A long, narrow ridge of land that joins to the mainland at one end and projects out into the sea / across a river estuary.
Usually on a drift-aligned coast.

2

Which types of coastline do spits usually form at?

Drift-aligned coast

3

Describe the formation of a spit

LSD carries material along coast -> build up of material in more sheltered water (behind headland) -> storms build up more material above HWM (permanent) -> length of ridge (spit) extends -> wave refraction / 2nd most dominant wind curves end of spit towards mainland

4

What feature may form behind a spit?

Salt marsh

5

What factors affect the formation of a spit?

Longshore drift - wave energy, fetch.
Prevailing winds.
River current.

6

Name the types of spits

Simple
Compound

7

Describe the features of a simple spit

Can be straight or recurved.
DO NOT have minor spits / recurved edges along their landward edge.

8

Describe the features of a compound spit

Can be straight or recurved.
DOES have minor spits / recurved edges along their landward side -> possibly marking the position where they terminated in the past

9

What might the minor spits / recurved edges on a compound spit show?

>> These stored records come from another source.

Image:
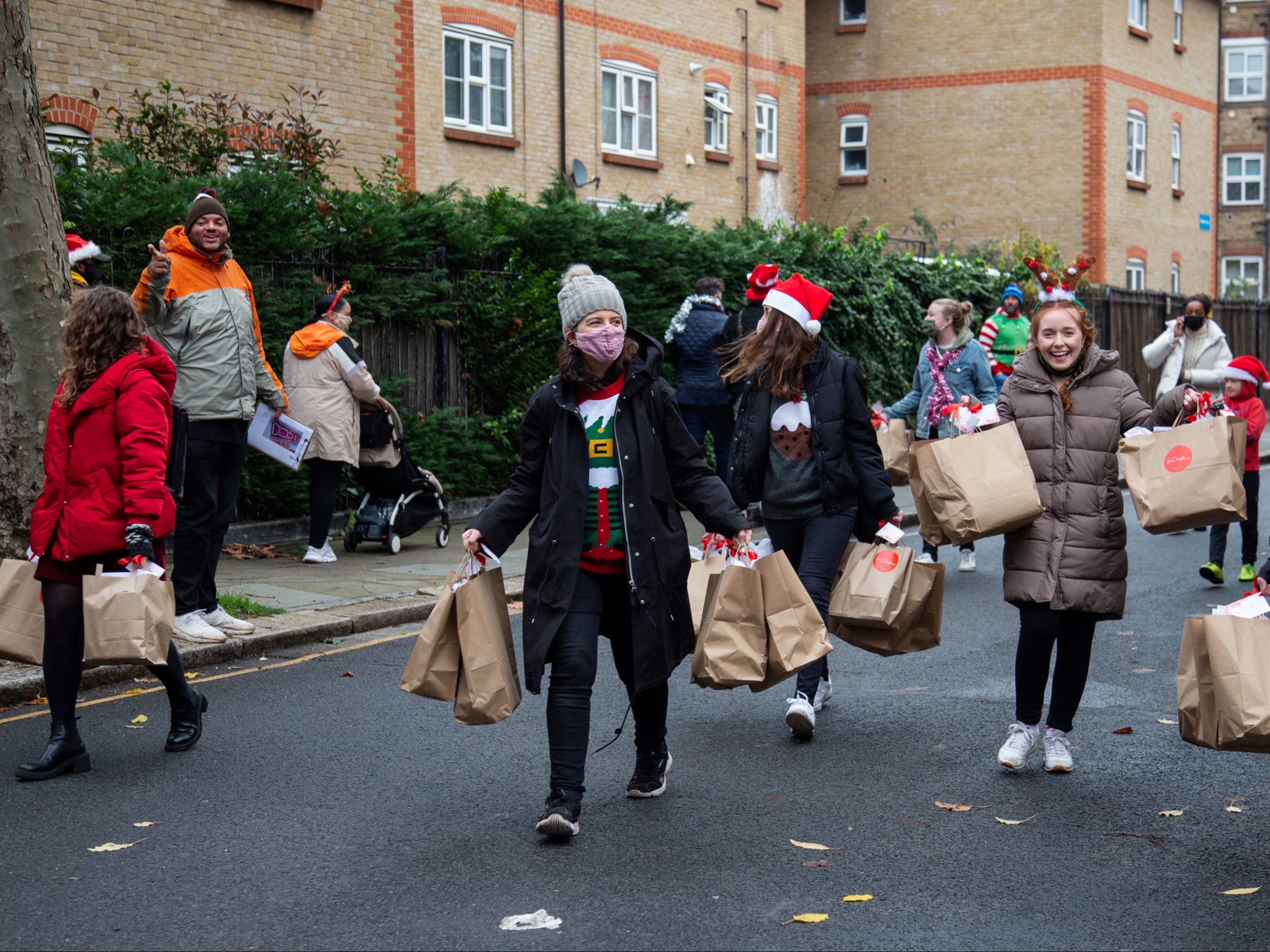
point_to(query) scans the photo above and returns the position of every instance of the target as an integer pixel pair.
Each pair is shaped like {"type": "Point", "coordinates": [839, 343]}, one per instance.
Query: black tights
{"type": "Point", "coordinates": [64, 653]}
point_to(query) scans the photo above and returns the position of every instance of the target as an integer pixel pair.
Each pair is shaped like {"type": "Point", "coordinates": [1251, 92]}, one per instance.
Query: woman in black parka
{"type": "Point", "coordinates": [805, 449]}
{"type": "Point", "coordinates": [603, 459]}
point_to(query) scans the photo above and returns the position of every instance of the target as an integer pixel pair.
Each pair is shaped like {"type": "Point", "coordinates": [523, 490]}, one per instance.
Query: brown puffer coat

May mark the position where the spit terminated in the past

10

Define tombolo

A spit that joins an island to the mainland

11

Give examples of where spits are found

Spurn Head, East Yorkshire
Sandy Hook Spit, New Jersey, USA

12

Give examples of where tombolos are found

Chesil Beach, UK
The Angel Road of Shodo Island, Japan

13

Give the factors that affect the formation of tombolos

Longshore drift
Prevailing winds
Distance from mainland to island

14

Define offshore bar

Where a ridge of beach material that remains semi-submerged accumulates seaward of the breaker zone

15

Define bar

When a spit grows across a bay and joins two headlands

16

What feature forms behind a bar

Lagoon (former bay)

17

How did some bars form after the last ice age?

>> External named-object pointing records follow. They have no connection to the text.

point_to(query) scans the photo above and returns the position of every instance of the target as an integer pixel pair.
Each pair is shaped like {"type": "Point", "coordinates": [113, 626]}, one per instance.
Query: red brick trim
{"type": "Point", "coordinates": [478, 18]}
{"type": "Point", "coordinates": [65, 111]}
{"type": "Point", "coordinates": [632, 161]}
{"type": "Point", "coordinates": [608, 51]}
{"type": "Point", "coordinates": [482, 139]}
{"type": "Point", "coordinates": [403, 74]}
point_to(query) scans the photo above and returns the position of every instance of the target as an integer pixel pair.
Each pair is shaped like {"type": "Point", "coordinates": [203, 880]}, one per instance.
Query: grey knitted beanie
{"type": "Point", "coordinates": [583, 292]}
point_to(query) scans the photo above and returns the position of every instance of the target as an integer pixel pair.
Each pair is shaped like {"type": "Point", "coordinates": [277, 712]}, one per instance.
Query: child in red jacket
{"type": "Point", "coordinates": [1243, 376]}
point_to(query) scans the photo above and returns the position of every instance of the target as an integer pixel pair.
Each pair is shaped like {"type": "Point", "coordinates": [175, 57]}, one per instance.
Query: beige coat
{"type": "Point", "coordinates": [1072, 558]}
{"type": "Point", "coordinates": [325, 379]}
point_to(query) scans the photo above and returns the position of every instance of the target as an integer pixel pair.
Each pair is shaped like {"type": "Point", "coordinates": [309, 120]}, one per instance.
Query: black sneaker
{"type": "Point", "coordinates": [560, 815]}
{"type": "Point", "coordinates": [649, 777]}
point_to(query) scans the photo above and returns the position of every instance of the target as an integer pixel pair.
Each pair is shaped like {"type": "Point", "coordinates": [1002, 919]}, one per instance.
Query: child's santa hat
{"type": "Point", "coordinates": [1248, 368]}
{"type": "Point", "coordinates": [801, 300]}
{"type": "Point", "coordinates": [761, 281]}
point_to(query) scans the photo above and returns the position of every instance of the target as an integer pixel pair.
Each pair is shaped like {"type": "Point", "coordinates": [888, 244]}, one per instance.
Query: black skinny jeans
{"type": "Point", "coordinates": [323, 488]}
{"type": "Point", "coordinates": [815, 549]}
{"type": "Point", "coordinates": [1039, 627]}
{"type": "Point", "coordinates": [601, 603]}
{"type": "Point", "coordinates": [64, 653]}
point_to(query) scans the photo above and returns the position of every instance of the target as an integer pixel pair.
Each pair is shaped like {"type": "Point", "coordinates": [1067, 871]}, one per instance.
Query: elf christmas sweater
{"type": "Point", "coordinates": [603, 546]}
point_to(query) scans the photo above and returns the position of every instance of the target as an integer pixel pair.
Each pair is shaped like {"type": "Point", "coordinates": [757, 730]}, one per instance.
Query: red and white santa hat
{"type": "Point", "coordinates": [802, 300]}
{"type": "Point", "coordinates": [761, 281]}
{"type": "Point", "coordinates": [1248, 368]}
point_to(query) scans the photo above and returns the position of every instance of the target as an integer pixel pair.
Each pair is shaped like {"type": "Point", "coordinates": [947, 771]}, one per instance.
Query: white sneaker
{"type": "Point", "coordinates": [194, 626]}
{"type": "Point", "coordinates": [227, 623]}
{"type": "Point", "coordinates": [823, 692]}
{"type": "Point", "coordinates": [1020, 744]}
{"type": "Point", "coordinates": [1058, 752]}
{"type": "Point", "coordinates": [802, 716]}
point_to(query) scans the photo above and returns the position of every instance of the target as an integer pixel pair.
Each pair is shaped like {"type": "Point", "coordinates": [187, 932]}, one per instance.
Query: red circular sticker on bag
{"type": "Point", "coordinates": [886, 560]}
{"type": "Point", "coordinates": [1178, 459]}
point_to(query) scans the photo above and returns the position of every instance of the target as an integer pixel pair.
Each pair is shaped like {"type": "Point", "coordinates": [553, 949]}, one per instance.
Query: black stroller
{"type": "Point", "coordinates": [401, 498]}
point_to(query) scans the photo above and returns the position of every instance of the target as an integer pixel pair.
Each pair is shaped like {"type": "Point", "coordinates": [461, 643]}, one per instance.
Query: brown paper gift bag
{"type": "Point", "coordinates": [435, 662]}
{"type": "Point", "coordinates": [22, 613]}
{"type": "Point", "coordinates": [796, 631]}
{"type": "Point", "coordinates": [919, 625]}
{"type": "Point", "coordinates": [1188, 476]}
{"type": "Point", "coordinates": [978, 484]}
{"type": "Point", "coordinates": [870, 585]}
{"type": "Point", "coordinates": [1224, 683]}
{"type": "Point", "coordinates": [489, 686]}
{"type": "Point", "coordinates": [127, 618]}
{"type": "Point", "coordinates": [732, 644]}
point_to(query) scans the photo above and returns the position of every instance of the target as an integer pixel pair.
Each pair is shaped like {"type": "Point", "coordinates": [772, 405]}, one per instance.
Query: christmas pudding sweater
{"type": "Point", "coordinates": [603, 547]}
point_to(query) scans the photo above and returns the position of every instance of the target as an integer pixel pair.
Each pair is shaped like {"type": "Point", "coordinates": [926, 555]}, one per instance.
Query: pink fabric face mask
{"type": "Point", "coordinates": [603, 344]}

The result of onshore migration of material from offshore, as sea levels rose after last ice age

18

By how much can bars be submerged by incoming tides?

Partially / completely submerged

19

Give examples of where bars are found

Slapton Ley, Devon
Chesil Beach - formed by combination of onshore migration + LSD.
Arabat Spit, Sea of Azov - longest spit in the world, joins towns in Ukrain to Crimea.

20

Give the factors affecting the formation of bars

LSD - wave energy, fetch
Prevailing wind
Distance from headland to headland

21

How has sea level changed over the past 10,000 years?

Sea level has generally been rising over the past 20,00 years.

Sea level appears to be lowering in Scotland (northwest), due to isostatic uplift of land.

22

Name the coastal features that form due to rising sea level

Dalmatian coast
Fjords
Rias
Estuaries
Shingle beaches

23

What is a fjord? Give an example

Drowned glacial valley.

Eg Sogne fjord, Norway

24

What is a ria? Give an example

Drowned river valley.

Eg River Dart, Devon

25

What is an estuary? Give an example

Drowned, shallow, lowland river valleys.

Eg Humber estuary

26

How do shingle beaches form?

Where sediments previously deposited on the contents shelf were above sea level.
Rising sea levels have swept up the sediment and deposited it on present day coasts.

27

Name the coastal features that form due to falling sea level

Raised beaches / relict cliffs
Marine platform

28

What is a raised beach / relict cliff? Give an example

Beaches and cliff lines elevated above sea level and exposed following deglaciation -> land height rises.

Eg Isle of Arran, Scotland

29

What is a marine platform? How does it form?

Where an expanse of gently sloping, formerly submerged land has been exposed by uplift of land / lowering sea level

30

What is a Dalmatian coastline? How do they form? Give an example

Form where valleys (esp glacial valleys) lie parallel to each other.
Valleys are flooded by sea level rise -> tops of valleys remain above sea surface -> appear to be islands that run parallel to the coast.